PURPOSE: This study aimed to examine the effects of the Chinese yam extract and adenosine on lipopolysaccharide (LPS)-induced cardiac anomalies and the underlying mechanisms involved. METHODS:Chinese yam extract [1630 mg/kg, intragastric (i.g.), 2 times/day] and adenosine (50 mg/kg, i.g., 2 times/day) were administered for 3 days, followed by the induction of sepsis by injecting LPS intraperitoneally [10 mg/kg, 2 h prior, intraperitoneally (i.p.)]. Also, estrogen receptor (ER)-unspecific antagonist Faslodex (ICI182,780, 0.5 mg/kg, i.p.) was administered 30 min before the treatments of Chinese yam extract or adenosine to evaluate whether the observed effects elicited by yam and adenosine were mediated via ERs.

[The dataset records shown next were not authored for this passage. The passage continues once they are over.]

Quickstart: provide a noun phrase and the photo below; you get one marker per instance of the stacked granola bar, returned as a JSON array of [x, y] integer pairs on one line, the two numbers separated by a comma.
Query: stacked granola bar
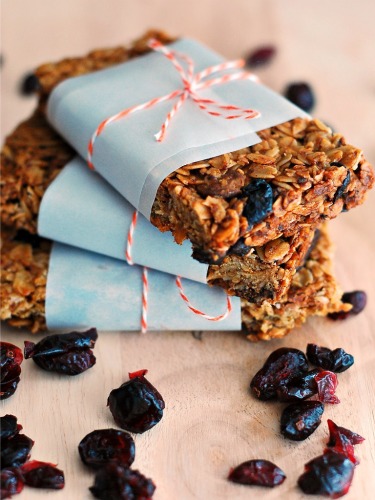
[[250, 214]]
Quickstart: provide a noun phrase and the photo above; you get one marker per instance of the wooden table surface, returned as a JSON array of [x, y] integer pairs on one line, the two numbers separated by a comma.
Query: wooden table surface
[[211, 422]]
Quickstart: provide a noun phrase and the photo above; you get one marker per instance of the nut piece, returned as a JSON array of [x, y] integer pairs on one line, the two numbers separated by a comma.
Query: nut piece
[[276, 250]]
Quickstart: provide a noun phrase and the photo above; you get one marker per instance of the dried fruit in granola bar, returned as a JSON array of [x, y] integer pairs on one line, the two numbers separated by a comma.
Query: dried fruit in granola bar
[[301, 94], [358, 299]]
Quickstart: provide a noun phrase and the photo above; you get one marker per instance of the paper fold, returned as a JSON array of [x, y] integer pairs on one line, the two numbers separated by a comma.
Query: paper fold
[[126, 153], [85, 289], [80, 209]]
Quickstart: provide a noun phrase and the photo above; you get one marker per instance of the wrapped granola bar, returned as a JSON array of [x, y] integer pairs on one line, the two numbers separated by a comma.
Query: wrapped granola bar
[[79, 205], [304, 171], [25, 273]]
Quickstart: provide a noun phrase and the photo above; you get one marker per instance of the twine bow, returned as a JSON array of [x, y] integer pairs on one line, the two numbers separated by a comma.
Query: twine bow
[[192, 85]]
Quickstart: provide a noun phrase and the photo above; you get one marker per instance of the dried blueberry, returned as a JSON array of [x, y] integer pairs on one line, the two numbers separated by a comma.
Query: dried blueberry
[[68, 353], [330, 474], [282, 366], [299, 388], [299, 420], [358, 299], [136, 405], [301, 95], [29, 84], [260, 56], [9, 426], [259, 201], [11, 482], [43, 475], [115, 482], [257, 472], [336, 360], [107, 445], [239, 248], [341, 190], [15, 451]]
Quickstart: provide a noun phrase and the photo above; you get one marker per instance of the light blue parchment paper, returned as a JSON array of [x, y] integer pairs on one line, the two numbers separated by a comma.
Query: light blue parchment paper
[[85, 289], [126, 153], [81, 209]]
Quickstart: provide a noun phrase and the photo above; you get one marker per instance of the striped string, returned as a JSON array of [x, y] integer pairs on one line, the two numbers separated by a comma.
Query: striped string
[[145, 284], [197, 311], [192, 84], [129, 260]]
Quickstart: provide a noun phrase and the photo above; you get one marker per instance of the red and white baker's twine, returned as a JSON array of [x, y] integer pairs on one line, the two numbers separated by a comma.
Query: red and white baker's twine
[[129, 260], [192, 84]]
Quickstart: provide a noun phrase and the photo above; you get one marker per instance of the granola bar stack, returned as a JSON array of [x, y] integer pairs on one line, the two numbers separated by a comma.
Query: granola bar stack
[[254, 215]]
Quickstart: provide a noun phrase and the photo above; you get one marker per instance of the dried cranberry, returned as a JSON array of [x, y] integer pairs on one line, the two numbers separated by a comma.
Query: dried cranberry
[[68, 353], [300, 420], [257, 472], [330, 474], [9, 384], [9, 426], [345, 447], [299, 388], [335, 431], [15, 451], [115, 482], [327, 383], [358, 299], [43, 475], [282, 366], [29, 84], [260, 56], [301, 95], [11, 482], [10, 357], [107, 445], [136, 405], [259, 201], [335, 361], [341, 190]]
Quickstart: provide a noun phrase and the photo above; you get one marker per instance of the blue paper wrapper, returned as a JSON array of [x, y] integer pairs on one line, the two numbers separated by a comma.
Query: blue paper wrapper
[[85, 289], [81, 209], [127, 153]]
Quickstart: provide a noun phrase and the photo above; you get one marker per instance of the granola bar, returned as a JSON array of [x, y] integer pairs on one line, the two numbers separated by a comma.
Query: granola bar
[[24, 272], [314, 292], [34, 154], [314, 174]]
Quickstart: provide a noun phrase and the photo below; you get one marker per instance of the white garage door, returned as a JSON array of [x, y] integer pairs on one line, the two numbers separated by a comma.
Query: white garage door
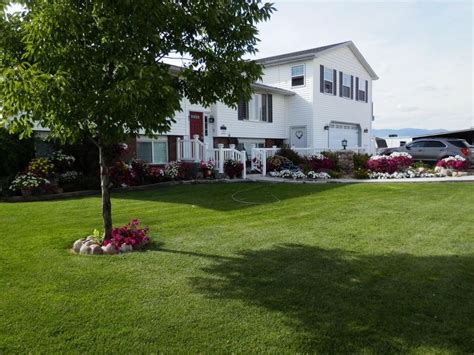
[[340, 131]]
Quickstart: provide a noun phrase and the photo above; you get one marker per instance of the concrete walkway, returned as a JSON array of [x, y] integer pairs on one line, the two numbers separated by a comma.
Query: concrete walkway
[[260, 178]]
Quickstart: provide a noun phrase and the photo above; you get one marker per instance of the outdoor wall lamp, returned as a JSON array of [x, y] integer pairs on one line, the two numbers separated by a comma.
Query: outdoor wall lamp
[[344, 144]]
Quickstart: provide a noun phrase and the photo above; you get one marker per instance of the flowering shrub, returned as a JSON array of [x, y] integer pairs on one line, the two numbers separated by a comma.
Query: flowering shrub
[[61, 161], [176, 170], [41, 167], [155, 174], [68, 177], [319, 162], [207, 165], [297, 174], [139, 170], [129, 234], [121, 175], [316, 175], [410, 173], [395, 162], [233, 168], [28, 181], [455, 163], [274, 163]]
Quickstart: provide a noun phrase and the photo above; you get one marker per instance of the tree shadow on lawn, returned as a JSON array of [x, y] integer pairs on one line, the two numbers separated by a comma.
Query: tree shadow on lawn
[[226, 197], [342, 302]]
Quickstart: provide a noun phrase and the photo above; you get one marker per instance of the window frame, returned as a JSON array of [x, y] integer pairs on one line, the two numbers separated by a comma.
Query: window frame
[[331, 71], [361, 89], [300, 76], [349, 77], [153, 141]]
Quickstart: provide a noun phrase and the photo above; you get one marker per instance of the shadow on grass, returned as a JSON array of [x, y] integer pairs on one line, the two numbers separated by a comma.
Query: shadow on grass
[[343, 303], [227, 197]]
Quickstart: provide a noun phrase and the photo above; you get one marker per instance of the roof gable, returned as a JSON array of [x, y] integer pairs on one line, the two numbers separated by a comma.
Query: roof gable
[[316, 52]]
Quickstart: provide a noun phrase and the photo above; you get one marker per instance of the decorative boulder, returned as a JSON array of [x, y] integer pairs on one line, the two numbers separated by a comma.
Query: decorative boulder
[[77, 245], [96, 249], [109, 249], [126, 248], [85, 249]]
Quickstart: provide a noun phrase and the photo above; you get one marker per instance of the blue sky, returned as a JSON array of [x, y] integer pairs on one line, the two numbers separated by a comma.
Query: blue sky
[[421, 50]]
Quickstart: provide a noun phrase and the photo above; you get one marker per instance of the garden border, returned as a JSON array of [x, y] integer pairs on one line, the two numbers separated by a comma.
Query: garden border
[[66, 195]]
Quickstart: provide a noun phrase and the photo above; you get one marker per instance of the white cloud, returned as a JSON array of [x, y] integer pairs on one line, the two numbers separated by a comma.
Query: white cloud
[[422, 52]]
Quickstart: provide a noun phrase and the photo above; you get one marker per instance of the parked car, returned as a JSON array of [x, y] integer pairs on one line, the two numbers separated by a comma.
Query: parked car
[[434, 149]]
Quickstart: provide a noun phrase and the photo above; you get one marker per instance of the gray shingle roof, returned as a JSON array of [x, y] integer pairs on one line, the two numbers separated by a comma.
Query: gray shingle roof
[[299, 53]]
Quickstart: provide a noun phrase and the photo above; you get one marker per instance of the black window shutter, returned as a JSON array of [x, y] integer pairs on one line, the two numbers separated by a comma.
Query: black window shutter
[[321, 78], [340, 83], [264, 107], [357, 89], [366, 91], [352, 87], [270, 108]]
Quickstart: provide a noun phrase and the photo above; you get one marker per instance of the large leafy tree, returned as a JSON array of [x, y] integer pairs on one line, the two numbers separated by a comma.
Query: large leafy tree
[[94, 68]]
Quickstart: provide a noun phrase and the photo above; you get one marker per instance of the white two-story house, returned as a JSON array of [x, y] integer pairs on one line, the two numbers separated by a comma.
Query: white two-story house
[[308, 99], [312, 98]]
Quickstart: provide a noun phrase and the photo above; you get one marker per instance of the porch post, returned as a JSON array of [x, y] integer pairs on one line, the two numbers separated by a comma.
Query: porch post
[[196, 147], [221, 157], [178, 149]]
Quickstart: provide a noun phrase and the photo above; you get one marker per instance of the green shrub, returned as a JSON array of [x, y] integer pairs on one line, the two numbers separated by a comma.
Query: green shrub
[[291, 155], [361, 173], [15, 153], [334, 174], [360, 161], [332, 156]]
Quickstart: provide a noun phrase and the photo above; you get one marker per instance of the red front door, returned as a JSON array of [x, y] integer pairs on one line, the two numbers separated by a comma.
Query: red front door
[[196, 124]]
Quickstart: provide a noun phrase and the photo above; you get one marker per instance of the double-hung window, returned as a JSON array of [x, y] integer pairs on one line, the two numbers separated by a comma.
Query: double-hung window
[[153, 151], [328, 81], [346, 85], [362, 91], [264, 110], [297, 75]]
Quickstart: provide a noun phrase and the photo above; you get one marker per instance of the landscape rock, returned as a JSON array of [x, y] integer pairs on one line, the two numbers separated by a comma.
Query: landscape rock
[[77, 245], [85, 249], [96, 249], [109, 249]]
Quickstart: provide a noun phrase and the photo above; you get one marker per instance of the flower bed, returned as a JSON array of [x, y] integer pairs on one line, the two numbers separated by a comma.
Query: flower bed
[[299, 175], [127, 238]]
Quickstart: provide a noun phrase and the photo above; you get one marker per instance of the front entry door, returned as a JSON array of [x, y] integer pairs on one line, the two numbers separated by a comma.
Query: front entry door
[[196, 124], [298, 137]]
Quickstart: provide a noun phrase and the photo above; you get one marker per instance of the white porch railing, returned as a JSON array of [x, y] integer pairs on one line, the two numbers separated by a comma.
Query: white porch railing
[[196, 151], [260, 155]]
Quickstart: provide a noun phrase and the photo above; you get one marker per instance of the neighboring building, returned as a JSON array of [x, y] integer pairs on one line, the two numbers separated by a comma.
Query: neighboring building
[[467, 134], [313, 98]]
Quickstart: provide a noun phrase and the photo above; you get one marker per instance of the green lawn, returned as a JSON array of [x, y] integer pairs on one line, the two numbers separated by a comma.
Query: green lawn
[[367, 268]]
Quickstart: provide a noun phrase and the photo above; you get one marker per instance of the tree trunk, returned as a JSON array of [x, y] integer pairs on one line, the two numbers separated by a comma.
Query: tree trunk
[[104, 185]]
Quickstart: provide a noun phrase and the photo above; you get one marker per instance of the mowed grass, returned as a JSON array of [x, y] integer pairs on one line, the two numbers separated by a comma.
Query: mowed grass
[[330, 268]]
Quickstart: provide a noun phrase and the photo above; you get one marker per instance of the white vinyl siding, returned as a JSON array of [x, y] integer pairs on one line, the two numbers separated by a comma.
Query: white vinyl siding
[[153, 151]]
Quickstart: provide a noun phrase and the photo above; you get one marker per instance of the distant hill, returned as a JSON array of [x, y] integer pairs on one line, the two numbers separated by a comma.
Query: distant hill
[[406, 132]]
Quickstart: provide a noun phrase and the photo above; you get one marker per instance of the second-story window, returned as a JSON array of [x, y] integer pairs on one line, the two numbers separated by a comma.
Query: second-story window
[[328, 81], [362, 90], [297, 75], [264, 107], [346, 85]]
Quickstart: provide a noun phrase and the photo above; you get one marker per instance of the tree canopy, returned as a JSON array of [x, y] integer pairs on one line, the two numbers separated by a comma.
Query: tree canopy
[[95, 67]]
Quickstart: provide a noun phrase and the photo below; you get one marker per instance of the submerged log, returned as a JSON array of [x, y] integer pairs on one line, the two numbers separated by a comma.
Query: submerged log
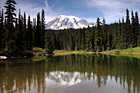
[[3, 57]]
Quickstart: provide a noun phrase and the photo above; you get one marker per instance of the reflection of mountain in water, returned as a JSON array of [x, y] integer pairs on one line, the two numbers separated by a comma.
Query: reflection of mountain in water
[[67, 78]]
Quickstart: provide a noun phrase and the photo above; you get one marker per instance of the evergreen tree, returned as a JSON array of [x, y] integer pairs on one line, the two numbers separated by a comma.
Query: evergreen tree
[[29, 35], [134, 41], [98, 37], [128, 32], [24, 32], [137, 29], [119, 35], [10, 16], [88, 39], [38, 32], [19, 34], [1, 30], [42, 29], [104, 43]]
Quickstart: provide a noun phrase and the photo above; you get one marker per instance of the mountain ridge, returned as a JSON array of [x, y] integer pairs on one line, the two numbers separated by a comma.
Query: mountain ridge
[[67, 22]]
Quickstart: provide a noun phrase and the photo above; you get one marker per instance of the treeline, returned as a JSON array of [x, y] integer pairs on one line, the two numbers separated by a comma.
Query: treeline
[[121, 35], [18, 33]]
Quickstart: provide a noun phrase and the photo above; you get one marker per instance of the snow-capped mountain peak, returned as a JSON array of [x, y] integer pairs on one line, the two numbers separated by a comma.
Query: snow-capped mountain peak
[[66, 22]]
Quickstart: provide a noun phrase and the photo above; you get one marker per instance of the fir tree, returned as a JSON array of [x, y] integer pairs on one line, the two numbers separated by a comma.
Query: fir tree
[[88, 39], [29, 35], [137, 30], [134, 41], [98, 37], [10, 16], [128, 31], [1, 30], [38, 32], [42, 29]]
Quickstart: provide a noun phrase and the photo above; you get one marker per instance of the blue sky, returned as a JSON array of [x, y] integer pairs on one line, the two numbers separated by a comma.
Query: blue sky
[[111, 10]]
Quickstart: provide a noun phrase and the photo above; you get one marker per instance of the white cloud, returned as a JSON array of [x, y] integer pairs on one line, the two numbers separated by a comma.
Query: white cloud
[[114, 9]]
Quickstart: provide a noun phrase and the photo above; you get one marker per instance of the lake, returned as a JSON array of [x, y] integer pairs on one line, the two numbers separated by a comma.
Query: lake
[[70, 74]]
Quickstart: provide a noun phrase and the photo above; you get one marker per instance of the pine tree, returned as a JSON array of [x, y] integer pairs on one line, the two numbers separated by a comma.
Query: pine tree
[[88, 37], [128, 31], [98, 37], [119, 35], [134, 41], [38, 32], [24, 32], [29, 34], [19, 34], [42, 29], [10, 16], [104, 36], [1, 30], [137, 30]]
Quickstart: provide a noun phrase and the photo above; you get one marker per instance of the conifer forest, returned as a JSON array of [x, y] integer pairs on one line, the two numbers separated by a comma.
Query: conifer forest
[[20, 33]]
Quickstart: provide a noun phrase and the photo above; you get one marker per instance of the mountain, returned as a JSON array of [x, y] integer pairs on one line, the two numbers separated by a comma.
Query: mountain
[[66, 22]]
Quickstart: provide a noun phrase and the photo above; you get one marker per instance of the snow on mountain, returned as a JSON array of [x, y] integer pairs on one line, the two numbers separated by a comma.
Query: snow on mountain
[[66, 22]]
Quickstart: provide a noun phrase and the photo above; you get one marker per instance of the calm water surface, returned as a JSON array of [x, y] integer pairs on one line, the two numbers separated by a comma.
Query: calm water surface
[[71, 74]]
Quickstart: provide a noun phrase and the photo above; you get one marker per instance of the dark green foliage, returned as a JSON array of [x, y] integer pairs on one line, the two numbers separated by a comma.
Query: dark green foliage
[[137, 29], [128, 32], [43, 29], [98, 37], [37, 33], [88, 37], [29, 35], [17, 35], [1, 30]]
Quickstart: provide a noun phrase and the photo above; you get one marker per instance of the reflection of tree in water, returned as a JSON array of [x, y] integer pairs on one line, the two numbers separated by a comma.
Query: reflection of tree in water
[[25, 78], [125, 70], [30, 76]]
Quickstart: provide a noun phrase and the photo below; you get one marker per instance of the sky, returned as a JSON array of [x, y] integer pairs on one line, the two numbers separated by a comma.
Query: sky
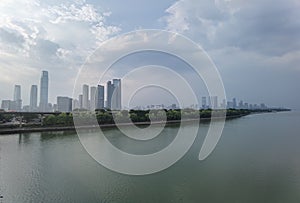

The heart function and the levels of pro-inflammatory cytokines, reversed mitogen-activated protein kinases (MAPKs), renin-angiotensin system (RAS), apoptosis markers, ER, and SHC/Ras/Raf1 were examined. The antagonistic effect of ICI182,780 (1 μM) and FTS (1 μM) against the Chinese yam extract (0.1 mg/ml) and adenosine (5 μM) in LPS (20 μg/ml, 24 h)-induced H9c2 cells was also investigated. RESULTS: The Chinese yam extract and adenosine improved heart function, downregulated pro-inflammatory cytokines, reversed MAPK and RAS, transformed the apoptosis markers, and increased the expression of ER and SHC/Ras/Raf1 following LPS challenge. These effects could be blocked by ICI182,780. FTS could not block the expression of ER on the Chinese yam extract and adenosine interposed on LPS-induced H9c2 cells, demonstrating that ER might be the upstream signaling regulator of SHC/Ras/Raf1. CONCLUSION: The Chinese yam extract and adenosine ameliorated LPS-induced cardiac contractility through the inhibition of RAS and apoptosis possibly via an ER-SHC/Ras/Raf1-dependent mechanism.